A common problem in the E&P industry is that most of the assets produce well below their installed potential. Reasons vary from suboptimal well/equipment set points, flow bottlenecks, or inefficiently managed operational anomalies. This gap, however, also presents E&P operators with opportunities for cost-effective production gain and increased cash flow. To that end, digitalization of production operations now gathers urgency as E&P operators seek to improve their ability to reduce performance gaps through proactive asset surveillance and high-impact production optimization decisions, executed on a daily basis.
Fig: Anatomy of Performance Gaps in E&P Production Operations
That said, applying digital technology in the E&P business is hard work. There is no single universally applicable implementation blueprint as different producing assets vary in their digital maturity, organization skillsets, and operational workflows, with the added challenges of non-heterogeneous software systems, fragmented data environments, and siloed decision making.
Halliburton, the leader in the digital oil field space, understands these challenges well.
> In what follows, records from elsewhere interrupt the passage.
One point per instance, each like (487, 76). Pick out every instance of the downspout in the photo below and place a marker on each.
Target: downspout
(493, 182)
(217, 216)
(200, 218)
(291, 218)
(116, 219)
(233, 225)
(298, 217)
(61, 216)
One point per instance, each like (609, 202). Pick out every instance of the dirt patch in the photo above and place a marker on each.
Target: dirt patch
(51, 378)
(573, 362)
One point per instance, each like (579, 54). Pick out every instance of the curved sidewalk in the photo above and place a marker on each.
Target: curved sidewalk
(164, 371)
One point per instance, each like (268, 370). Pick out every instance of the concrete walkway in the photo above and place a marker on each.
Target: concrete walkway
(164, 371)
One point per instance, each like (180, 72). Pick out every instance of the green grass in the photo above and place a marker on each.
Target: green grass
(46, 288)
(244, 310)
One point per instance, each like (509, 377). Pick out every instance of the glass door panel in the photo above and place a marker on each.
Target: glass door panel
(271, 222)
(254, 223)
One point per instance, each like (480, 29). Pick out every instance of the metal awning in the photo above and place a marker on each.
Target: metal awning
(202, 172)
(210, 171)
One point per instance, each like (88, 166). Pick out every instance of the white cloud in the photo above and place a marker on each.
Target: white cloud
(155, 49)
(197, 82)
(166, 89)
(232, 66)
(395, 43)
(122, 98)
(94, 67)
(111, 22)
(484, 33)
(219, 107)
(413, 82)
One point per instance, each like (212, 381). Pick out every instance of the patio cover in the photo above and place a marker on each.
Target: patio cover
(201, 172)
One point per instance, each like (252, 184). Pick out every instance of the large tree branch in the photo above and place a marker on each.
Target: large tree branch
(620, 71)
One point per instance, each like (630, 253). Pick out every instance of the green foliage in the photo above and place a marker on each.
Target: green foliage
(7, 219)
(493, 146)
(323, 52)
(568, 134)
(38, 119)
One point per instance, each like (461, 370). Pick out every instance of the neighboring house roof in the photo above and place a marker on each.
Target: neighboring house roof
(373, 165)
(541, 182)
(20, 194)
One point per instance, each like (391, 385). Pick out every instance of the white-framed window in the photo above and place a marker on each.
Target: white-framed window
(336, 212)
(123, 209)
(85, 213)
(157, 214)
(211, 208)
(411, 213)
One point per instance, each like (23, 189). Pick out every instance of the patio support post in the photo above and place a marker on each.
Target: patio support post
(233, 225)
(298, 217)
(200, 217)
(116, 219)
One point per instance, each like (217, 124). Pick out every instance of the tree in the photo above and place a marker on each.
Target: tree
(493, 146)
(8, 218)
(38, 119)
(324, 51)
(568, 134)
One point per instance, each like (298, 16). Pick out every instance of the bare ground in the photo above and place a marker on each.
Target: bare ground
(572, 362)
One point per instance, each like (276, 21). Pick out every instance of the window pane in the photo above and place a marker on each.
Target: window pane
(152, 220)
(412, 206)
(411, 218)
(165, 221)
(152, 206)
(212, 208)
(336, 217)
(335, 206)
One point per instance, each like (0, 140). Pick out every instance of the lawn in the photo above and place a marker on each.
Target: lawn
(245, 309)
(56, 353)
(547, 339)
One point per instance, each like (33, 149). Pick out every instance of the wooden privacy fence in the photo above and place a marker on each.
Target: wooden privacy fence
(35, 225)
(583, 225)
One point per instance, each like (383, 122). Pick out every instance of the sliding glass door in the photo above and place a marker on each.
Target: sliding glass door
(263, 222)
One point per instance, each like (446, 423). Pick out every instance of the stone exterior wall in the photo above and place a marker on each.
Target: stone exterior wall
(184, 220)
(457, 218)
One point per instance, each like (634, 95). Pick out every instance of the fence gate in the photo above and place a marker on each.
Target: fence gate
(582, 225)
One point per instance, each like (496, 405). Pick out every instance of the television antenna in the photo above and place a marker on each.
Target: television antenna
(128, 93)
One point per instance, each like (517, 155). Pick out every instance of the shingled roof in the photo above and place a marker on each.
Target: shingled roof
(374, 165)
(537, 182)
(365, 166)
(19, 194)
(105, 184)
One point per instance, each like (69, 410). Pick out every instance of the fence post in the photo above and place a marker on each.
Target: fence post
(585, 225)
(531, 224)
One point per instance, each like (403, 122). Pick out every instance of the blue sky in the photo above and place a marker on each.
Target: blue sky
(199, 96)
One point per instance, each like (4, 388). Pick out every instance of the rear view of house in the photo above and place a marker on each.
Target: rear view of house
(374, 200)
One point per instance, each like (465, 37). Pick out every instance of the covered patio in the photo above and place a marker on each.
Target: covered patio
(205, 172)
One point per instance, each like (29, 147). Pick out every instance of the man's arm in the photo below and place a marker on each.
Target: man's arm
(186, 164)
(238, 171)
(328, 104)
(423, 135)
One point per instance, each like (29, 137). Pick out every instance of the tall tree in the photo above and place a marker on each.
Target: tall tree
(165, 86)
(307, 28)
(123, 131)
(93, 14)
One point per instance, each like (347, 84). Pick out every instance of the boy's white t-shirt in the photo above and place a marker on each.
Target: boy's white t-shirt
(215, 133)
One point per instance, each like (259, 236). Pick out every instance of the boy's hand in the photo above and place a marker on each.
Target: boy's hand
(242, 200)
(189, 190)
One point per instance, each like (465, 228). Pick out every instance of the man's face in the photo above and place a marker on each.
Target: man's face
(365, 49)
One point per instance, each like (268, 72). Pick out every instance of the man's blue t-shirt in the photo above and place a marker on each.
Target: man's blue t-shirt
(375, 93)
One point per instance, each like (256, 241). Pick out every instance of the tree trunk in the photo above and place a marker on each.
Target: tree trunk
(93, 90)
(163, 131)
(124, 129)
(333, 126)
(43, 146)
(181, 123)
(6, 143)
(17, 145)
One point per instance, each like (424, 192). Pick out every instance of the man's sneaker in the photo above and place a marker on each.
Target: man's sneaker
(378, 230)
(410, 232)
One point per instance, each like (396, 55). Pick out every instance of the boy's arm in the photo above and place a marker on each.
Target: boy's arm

Having delivered over 30 digital projects across 50+ hydrocarbon producing assets globally, we have mastered the art of designing solutions that are easy to use and maintain, work with operators’ existing operational and IT environments, and scale to their future needs. Such depth of experience gives our clients confidence in higher returns on their digital investment. Our recent partnership with an Asian National Oil Company (NOC) is an example of that.
The NOC tapped Halliburton to implement a digital transformation initiative in three of their major offshore field assets producing gas and condensate. Having entered their late production life, the fields are exhibiting typical mature field characteristics such as production decline, integrity issues, and a rise in operational complexities.
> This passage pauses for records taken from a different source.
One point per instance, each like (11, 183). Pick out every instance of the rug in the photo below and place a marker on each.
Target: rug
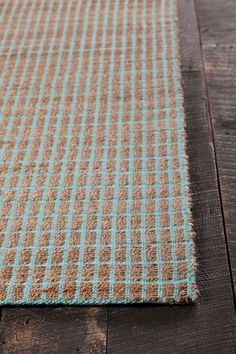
(95, 204)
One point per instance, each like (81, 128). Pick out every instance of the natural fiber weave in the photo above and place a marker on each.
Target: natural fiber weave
(94, 183)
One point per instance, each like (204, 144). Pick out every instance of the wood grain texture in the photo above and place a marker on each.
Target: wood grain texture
(217, 21)
(53, 330)
(219, 52)
(209, 326)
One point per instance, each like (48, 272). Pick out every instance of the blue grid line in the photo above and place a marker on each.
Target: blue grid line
(34, 181)
(85, 107)
(156, 102)
(144, 164)
(103, 172)
(93, 157)
(28, 149)
(118, 157)
(79, 70)
(166, 84)
(13, 279)
(185, 188)
(11, 81)
(8, 174)
(55, 143)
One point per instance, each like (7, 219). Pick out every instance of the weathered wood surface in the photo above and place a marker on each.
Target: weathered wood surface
(206, 327)
(219, 53)
(46, 330)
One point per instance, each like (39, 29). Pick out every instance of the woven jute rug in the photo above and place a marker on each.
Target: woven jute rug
(95, 204)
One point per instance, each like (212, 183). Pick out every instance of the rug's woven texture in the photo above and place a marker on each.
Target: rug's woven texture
(94, 183)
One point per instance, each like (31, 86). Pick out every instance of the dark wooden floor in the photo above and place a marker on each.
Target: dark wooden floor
(208, 56)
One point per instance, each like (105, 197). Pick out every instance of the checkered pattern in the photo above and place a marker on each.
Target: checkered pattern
(94, 185)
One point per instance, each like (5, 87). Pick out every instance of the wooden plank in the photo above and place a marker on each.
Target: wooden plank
(220, 68)
(53, 330)
(217, 21)
(208, 326)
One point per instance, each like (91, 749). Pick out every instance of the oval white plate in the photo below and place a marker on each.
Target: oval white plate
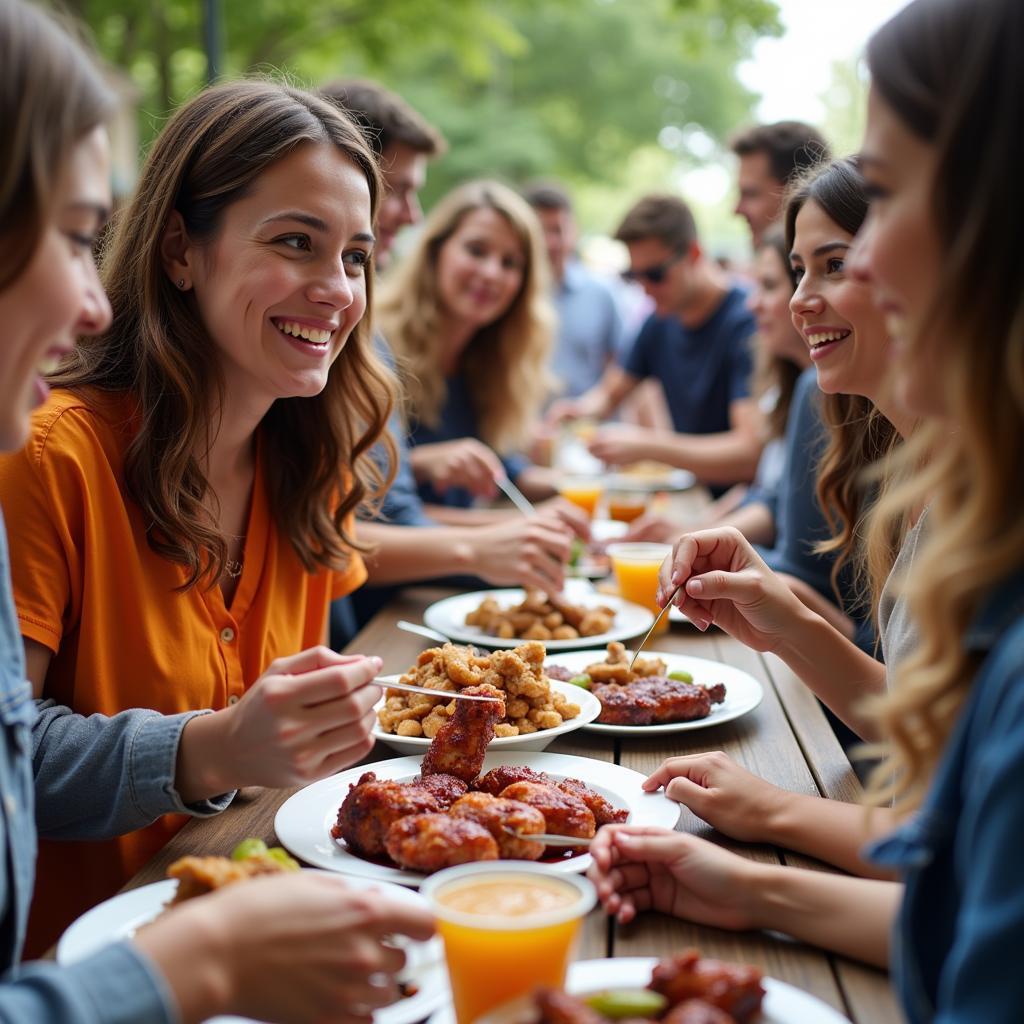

In terms of challenges, the operator felt they were lacking the ability to rapidly respond to changes in operating conditions (e.g. water breakthrough, breakdowns) and customer demand. In addition, flow bottlenecks and process inefficiencies created gaps between well potential and production output at sales points.
Further compounding the problem, the highly complex nature of reservoirs makes it difficult to model well behavior using nodal analysis tools, resulting in limited understanding of the backpressure effects across surface networks and subsurfaces. The engineering models for processing equipment (e.g. compressors, condensate stabilization units) are in place but data deficiency makes them unfit for use.
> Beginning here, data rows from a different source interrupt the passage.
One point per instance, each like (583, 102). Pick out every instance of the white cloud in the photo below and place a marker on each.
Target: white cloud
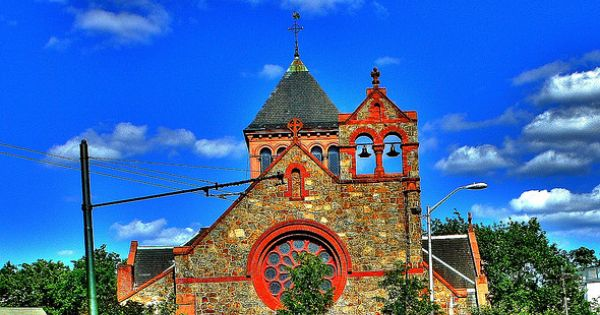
(552, 162)
(380, 10)
(591, 58)
(175, 137)
(386, 61)
(320, 7)
(66, 252)
(573, 87)
(560, 124)
(556, 200)
(468, 159)
(171, 237)
(459, 122)
(137, 228)
(542, 72)
(220, 147)
(124, 27)
(127, 140)
(153, 232)
(57, 43)
(270, 71)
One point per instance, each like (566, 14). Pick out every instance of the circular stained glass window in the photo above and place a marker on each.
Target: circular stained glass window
(283, 257)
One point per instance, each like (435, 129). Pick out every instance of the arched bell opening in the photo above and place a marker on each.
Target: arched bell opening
(392, 154)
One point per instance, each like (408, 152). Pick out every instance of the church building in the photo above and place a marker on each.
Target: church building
(359, 217)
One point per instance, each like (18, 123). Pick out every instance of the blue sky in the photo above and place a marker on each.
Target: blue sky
(507, 93)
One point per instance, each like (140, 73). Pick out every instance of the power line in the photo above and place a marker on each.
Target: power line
(12, 146)
(93, 172)
(171, 164)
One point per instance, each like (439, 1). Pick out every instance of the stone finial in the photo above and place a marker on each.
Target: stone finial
(294, 125)
(375, 75)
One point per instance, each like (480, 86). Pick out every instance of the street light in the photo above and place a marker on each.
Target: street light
(475, 186)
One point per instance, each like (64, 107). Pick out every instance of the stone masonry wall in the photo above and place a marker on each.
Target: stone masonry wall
(368, 217)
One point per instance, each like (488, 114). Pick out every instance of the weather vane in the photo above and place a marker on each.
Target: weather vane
(296, 28)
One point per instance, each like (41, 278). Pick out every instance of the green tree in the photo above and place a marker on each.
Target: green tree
(525, 271)
(407, 295)
(450, 226)
(583, 257)
(306, 296)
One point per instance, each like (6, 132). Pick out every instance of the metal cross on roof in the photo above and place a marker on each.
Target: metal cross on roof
(294, 125)
(375, 75)
(296, 28)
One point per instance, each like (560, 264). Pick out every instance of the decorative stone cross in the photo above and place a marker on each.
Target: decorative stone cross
(375, 75)
(294, 125)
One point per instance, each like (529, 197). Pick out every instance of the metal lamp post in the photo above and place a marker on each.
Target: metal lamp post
(474, 186)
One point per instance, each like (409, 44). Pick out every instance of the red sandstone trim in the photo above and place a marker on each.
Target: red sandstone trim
(445, 282)
(212, 280)
(148, 283)
(132, 252)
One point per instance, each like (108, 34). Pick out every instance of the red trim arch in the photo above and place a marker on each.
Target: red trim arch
(367, 131)
(287, 231)
(303, 175)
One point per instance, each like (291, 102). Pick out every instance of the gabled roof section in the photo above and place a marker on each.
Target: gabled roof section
(455, 251)
(150, 262)
(377, 94)
(298, 95)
Fig: Challenges faced by the National Oil Company
The digital initiative addresses these challenges through a combination of technology and creative problem solving. A key goal for the operator is to achieve dynamic optimization capability through live and up-to-date performance models (or digital twins) of the production systems. This would allow them to adjust the operating set points of the wells and equipment to optimize product yields and prevent excursion of sand and water from the wells.
A scalable and vendor-agnostic digital platform was considered necessary to connect with wide range of data streams and deliver purpose-built digital twins and visualization to automate 10 surveillance and optimization workflows. The latter includes Sand Prediction, Flow Assurance, Pressure-Rate Correlation, Suction Pressure Optimization, Corrosion Inhibitor Injection Management, and Condensate Stabilization, to name a few.
The solution proposed by Halliburton is DecisionSpace® 365 Production Suite, a cloud-based solution that offers rapid deployment and flexibility to tailor digital solutions to the specific needs of hydrocarbon producing assets. Its open, technology-neutral, modular, and interoperable architecture enables seamless orchestration of performance models and integration with disparate data sources. The underlying technology building blocks (e.g. data connectors, business rules, data-driven models, and visualization) accelerate the solution deployment.
Fig: DecisionSpace® 365 Production Suite in Action
For each workflow, the DecisionSpace 365 Production Suite will deliver a digital twin using a blend of first principle and machine learning techniques - the latter necessitated by lack of data or inadequacies of the former since good quality data is key to maintaining trust in the models. The platform will ingest, clean up, and transform the data streams from sensors and non-real time systems before feeding them into the models.
The workflow orchestration engine will automate repetitive tasks and engineering calculations, minimizing end users’ involvement in data QA/QC and model management activities. All this machinery will work efficiently under the hood letting end users run their workflows and interact with data through user-friendly visualization.
The workflows will be delivered in an agile manner using the concept of Minimal Viable Product for continuous learning and improvement. Halliburton will complement this approach with our SmartDigital™ co-innovation service, which applies design thinking to E&P engineering challenges.
As digital transformation progresses in the two assets, even greater business value can be unlocked by harnessing the scalability of the DecisionSpace 365 platform, adding new capabilities such as integrated planning and predictive maintenance, and making the power of the platform accessible to other producing assets.